Presentata questa mattina a Palazzo Mercanti la mozione di sfiducia all’assessore al commercio Katia Tarasconi firmata congiuntamente dal Popolo della Libertà, Fratelli d’Italia, Lega Nord, Movimento 5 stelle e dal consigliere del gruppo misto Filiberto Putzu.

Apre la conferenza stampa il capogruppo PdL Marco Tassi citando il testo della mozione di sfiducia e dichiara che “le iniziative poste in essere in quest’ultimo anno non hanno sortito effetti ed esiti positivi per il rilancio delle attività commerciali nel centro cittadino; e che la spesa economica impiegata nei diversi eventi è risultata troppo elevata rispetto ai benefici prodotti ai commercianti e alle attività economiche”. Nel testo si denuncia poi che “i provvedimenti posti in essere dall’assessore competente per il rilancio del commercio e per la rivitalizzazione del centro storico risultano nel complesso inefficaci, considerata la desertificazione delle attività”.

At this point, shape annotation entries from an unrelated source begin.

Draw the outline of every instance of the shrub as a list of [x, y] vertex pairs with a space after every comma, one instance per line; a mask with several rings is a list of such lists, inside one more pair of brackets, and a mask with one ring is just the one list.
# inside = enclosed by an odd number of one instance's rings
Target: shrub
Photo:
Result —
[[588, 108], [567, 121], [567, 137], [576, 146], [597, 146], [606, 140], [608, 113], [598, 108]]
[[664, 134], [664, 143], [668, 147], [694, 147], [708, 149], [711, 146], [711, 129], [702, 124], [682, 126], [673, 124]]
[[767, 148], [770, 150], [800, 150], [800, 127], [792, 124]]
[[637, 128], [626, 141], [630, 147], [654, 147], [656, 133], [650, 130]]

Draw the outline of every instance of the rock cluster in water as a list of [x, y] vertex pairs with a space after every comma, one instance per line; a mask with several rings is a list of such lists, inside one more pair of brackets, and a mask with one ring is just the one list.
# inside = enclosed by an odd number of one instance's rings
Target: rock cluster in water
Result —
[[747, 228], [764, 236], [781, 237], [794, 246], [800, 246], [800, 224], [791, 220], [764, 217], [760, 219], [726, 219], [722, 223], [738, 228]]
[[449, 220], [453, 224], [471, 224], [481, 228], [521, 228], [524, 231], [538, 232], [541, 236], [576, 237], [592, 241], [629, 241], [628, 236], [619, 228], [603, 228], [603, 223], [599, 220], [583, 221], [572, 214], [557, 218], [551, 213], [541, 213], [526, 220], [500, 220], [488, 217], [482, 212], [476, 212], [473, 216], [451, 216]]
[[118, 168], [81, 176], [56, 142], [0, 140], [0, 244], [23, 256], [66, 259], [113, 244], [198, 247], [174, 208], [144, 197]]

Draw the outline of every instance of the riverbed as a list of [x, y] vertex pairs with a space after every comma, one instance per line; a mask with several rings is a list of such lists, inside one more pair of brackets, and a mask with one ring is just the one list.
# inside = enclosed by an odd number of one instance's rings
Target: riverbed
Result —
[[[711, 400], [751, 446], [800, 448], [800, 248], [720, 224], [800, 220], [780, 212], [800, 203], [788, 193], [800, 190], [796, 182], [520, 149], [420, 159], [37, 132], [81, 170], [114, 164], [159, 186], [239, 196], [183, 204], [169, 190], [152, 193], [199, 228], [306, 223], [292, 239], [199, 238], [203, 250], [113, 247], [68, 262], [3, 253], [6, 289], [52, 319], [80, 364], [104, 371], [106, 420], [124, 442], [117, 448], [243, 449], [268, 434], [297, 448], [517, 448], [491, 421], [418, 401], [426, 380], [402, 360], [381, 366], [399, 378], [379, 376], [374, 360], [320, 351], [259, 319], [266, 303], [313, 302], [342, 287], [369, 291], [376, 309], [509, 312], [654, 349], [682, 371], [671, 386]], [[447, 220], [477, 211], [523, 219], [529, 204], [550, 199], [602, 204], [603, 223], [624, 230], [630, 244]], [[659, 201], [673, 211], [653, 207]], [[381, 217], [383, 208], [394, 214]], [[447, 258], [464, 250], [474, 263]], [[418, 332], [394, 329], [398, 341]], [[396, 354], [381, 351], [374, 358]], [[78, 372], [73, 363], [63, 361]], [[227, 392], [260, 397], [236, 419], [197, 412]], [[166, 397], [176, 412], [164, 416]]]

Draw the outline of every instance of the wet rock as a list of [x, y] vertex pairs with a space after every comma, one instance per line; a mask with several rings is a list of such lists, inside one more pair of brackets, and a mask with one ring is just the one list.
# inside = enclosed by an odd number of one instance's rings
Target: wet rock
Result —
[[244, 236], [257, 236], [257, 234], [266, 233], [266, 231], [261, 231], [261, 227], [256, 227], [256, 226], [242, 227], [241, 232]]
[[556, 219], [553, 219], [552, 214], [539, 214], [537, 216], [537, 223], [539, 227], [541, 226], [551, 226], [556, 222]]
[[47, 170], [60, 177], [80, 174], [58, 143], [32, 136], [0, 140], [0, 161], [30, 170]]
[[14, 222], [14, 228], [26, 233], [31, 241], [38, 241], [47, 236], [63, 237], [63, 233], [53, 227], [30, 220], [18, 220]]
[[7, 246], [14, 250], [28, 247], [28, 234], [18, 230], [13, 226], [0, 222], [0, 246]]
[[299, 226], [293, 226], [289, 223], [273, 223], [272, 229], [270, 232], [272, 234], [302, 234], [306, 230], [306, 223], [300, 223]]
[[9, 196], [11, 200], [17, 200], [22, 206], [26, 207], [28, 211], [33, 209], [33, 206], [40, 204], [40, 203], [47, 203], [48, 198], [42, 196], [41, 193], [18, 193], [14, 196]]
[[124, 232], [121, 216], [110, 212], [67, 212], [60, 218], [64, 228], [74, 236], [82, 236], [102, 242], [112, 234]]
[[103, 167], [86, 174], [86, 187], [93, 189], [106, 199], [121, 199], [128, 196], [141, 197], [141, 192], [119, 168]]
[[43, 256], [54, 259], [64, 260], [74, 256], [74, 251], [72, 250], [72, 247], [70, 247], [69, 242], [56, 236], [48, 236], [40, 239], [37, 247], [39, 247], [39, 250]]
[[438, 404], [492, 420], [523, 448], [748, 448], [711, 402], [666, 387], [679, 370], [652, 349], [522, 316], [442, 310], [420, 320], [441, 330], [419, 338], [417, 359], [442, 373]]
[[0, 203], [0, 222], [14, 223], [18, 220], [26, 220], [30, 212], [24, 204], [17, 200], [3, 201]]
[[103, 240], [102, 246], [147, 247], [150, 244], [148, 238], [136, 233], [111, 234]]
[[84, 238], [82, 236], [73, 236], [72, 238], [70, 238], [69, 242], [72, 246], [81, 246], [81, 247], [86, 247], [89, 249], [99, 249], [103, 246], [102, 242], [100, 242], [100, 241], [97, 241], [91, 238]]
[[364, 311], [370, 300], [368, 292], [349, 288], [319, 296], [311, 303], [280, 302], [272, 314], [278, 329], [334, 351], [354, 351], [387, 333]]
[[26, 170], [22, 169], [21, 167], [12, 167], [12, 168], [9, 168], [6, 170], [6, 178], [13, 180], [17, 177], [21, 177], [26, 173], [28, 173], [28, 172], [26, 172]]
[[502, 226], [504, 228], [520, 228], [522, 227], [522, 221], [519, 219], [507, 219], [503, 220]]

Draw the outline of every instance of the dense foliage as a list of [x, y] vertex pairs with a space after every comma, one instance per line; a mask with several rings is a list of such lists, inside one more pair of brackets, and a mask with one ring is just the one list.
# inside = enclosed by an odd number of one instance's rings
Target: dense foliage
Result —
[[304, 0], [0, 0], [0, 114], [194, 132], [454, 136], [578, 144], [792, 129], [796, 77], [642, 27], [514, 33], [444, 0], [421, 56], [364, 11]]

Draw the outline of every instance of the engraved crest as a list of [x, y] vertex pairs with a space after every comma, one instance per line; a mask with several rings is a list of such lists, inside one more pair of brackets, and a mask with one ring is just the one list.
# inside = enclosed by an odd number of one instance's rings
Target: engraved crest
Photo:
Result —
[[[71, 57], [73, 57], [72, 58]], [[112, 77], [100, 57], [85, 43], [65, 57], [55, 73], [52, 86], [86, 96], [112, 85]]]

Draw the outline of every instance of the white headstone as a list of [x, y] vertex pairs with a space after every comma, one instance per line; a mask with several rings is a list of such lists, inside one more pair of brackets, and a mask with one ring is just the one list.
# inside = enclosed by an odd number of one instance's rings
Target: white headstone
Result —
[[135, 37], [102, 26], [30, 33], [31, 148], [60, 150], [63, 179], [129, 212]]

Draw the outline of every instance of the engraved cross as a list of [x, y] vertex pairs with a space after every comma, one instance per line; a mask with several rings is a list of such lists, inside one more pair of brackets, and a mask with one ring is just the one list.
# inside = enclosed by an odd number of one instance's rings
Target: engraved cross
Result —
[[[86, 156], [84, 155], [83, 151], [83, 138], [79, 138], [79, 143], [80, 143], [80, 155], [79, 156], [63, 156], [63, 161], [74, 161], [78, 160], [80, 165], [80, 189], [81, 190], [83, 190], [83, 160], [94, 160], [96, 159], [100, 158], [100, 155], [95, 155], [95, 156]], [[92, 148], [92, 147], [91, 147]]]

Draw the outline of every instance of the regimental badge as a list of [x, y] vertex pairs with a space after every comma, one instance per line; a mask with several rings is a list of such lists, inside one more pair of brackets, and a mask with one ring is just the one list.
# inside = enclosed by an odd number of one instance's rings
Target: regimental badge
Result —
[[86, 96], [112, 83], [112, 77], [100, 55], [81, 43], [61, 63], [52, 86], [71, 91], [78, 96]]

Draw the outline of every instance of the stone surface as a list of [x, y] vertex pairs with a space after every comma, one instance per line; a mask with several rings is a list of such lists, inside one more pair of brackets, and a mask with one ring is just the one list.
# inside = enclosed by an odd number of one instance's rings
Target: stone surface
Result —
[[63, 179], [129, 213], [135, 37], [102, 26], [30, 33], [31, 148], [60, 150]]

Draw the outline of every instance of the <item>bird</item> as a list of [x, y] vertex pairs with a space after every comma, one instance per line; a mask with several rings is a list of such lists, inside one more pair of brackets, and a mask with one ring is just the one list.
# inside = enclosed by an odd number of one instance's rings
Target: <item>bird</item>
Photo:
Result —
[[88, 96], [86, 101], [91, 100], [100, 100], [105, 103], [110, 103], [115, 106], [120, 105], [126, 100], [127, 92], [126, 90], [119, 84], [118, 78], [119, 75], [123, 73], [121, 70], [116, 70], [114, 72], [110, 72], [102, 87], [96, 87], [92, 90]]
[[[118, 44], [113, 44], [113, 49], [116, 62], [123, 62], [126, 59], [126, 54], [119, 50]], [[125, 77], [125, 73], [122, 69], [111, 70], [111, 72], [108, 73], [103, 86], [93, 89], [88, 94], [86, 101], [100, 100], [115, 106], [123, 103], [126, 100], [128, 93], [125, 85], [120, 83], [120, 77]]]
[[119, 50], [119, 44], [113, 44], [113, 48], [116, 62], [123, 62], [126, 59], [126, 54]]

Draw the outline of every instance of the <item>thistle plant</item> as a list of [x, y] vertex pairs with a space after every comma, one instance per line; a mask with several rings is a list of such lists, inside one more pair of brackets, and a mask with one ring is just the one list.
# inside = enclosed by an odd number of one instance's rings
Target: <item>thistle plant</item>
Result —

La minoranza dice di “guardare al bene della città”, e afferma che “anche sotto l’aspetto dello sviluppo economico dovrebbe essere impiegato il doppio dell’impegno, per dare delle opportunità ai piacentini in tempo di crisi”.

Barbara Tarquini (M5s) si dice soddisfatta che “l’opposizione si ritrovi unita in questo primo atto condiviso, e mi auguro che c’è ne possano essere degli altri nel breve periodo”.

Tommaso Foti (Fd’I) dichiara che questo “non è un atto contro la politica dell’amministrazione, ma sulle manchevolezze dell’assessore” e aggiunge che “la cabina di regia ha prodotto risultati inefficaci”.

Massimo Polledri (Ln) rincara la dose dichiarando che “il nostro centro storico è uno dei più tristi della regione e che la mozione non è un giudizio sulla persona, ma sull’operato e non operato politico”.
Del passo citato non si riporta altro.